Yes, it is possible to be cutthroat and stomp all over the people below you to elevate yourself. However, once people figure out that’s the way you play the game, they won’t go out of their way to trust you.
It’s impossible to build anything of meaning or substance without trust and integrity.
And even if you do, you may find yourself looking back on what you built with regret and sorrow, because you chose not to honor and respect the people around you.
We’ve all done things in our lives that we regret.
Maybe it was going along with something we fundamentally disagreed with, perhaps a job that required you to violate your personal ethics, or maybe it is something as simple as making bad decisions with your friends.
Maintaining your self-respect is an important part of being successful. You don’t want to be looking back on a life or experiences with regret because you sacrificed your self-respect for gains.
It’s easy to lose yourself in the pursuit of money, building a career, networking, or whatever it is you are trying to pursue. But will you feel good about it later?
No. You won’t.
And worst of all, the kind of energy and people you attract when you aren’t true to yourself are often bad for you. Not necessarily malicious, just a bad overall fit that doesn’t necessarily align with your values, needs, or desires.
Self-respect demonstrates to the world the kind of person you are, which attracts people who will value similar perspectives.
Holding on to one’s self-respect requires making difficult choices – but it is worthwhile in the long run.
Rome wasn’t built in a day and motivation is fleeting at best. The real key to success is discipline, that is, constructing a plan and engaging in purposeful, meaningful, regular behavior to achieve the goals you’ve set out for yourself.
Most meaningful things are constructed by putting small pieces together until you have a much larger thing built.
Losing weight? You choose what you put in your body each time you eat or drink and regularly exercise.
Career? You attend work each day, adding new skills to your knowledge as time goes on.
Relationship? You need to be there for your partner, work together to overcome life’s challenges, and seek to empathize and understand their perspective.
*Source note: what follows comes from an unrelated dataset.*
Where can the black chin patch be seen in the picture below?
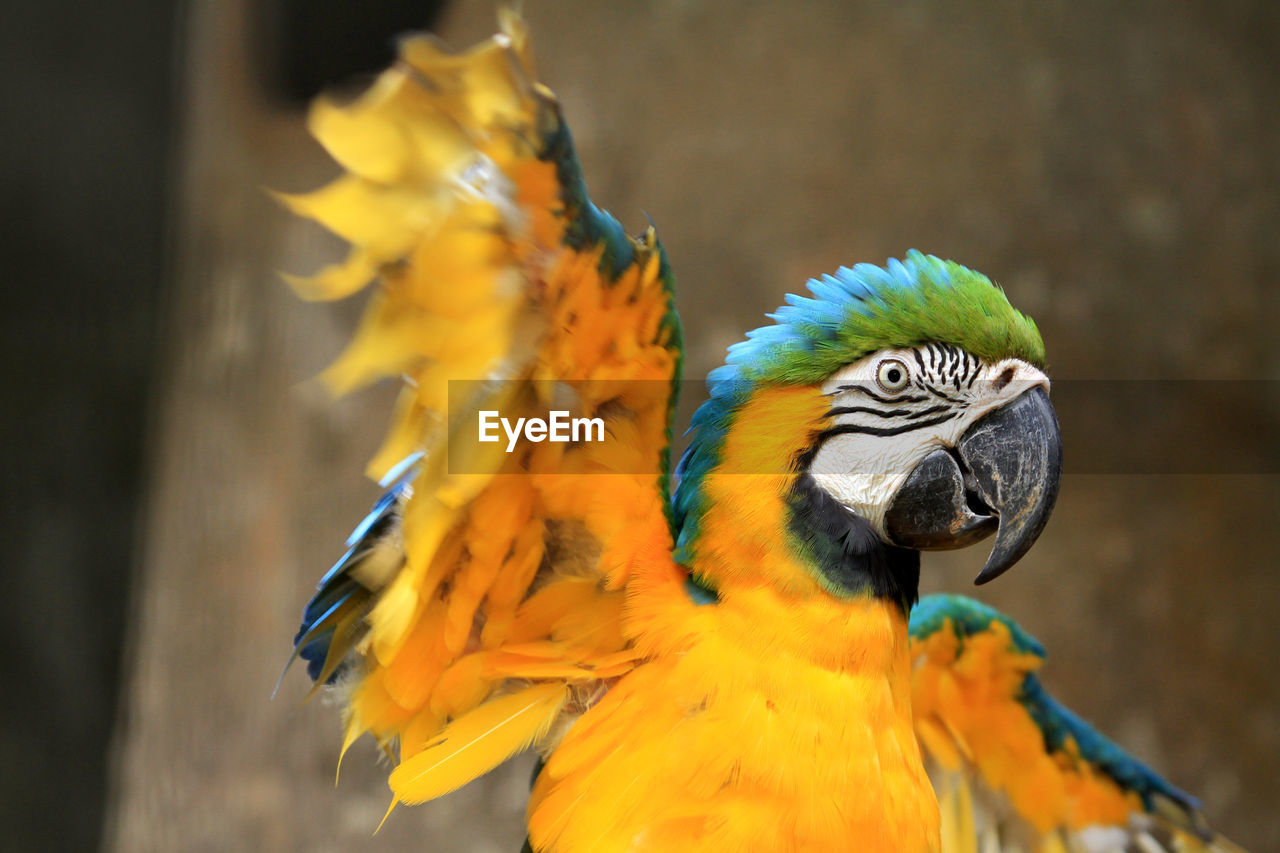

You will have far more success in life by embracing discipline than by waiting on something as fickle as inspiration, as fleeting as motivation.
Self-care often gets lost in the pursuit of success.
Human beings are not meant to exist in extremes for long periods of time. A balance must exist where a person is pursuing their goals while still taking care of their health, wellbeing, and relationships.
Burning the candle at both ends just causes you to burn out completely, which will derail all pursuit of success or lead to health problems.
Successful people do not neglect their health and wellbeing. They strive to get an appropriate amount of rest, eat as healthy as they can, and pencil breaks and exercise into their busy schedules.
Those that do not strike a healthy balance may find themselves burnt out or dealing with physical or mental health issues further down the road.
The sooner you can strike a balance, the more likely you’ll be able to enjoy your success when you get to where you want to be.
Successful people do the work.
It is rare for anything worthwhile to be built without a regular application of effort. It doesn’t matter what kind of success you are pursuing, it will always involve work at some level.
Want to be a writer? Then read and write regularly.
Want to be great at chess? Study strategy and play.
Want to become a doctor? You have work and study ahead of you at college.
Want to build a business and be an entrepreneur? Plenty of work to be done there as well.
How about losing weight? Learn more about nutrition, diet, and exercise; then apply it.
Success doesn’t just fall out of the sky. It always requires work. Successful people do the work and strive to do it well.
Growth, in relation to success, can cover a lot of territory. We’ve already established that successful people need to commit discipline, knowledge, and work to success; but those aren’t the only components of growth.
One must also use their lifetime of experiences, heartbreaks, and disappointments as fertilizer to grow a better present and future for themselves.
Every single person makes mistakes. Those mistakes can be fuel for regret, or they can provide much needed wisdom and perspective to be a better person.
Every successful person experiences failure on their path to success. It’s just part of the process.
A successful person makes the choice to use past experiences and failure as fuel to make something better. They view failure not as an absolute end, but as a temporary setback that better informs their future decisions and actions.
What do successful people never compromise on? The ability to compromise; to remain flexible and adapt where necessary.
Success is often a group effort. Other people are striving for their own goals, working to get through their day, and getting back home to their own lives.
We, as people, are connected together on so many levels. And part of working with other people is trying to empathize with their perceptions, looking for solutions that make sense and that everyone can live with.
That doesn’t mean that all parties will always walk away happy. It also doesn’t mean that you should always bend when someone is being unfair or trying to take advantage of you.
It does mean that we need to be open to new information and work to find the middle ground with other people on their own journey to success.
Never be so locked into a vision or course of action where you lose sight of the people around you. A static plan that cannot bend is not likely to stand up to the rigors of the pursuit of success.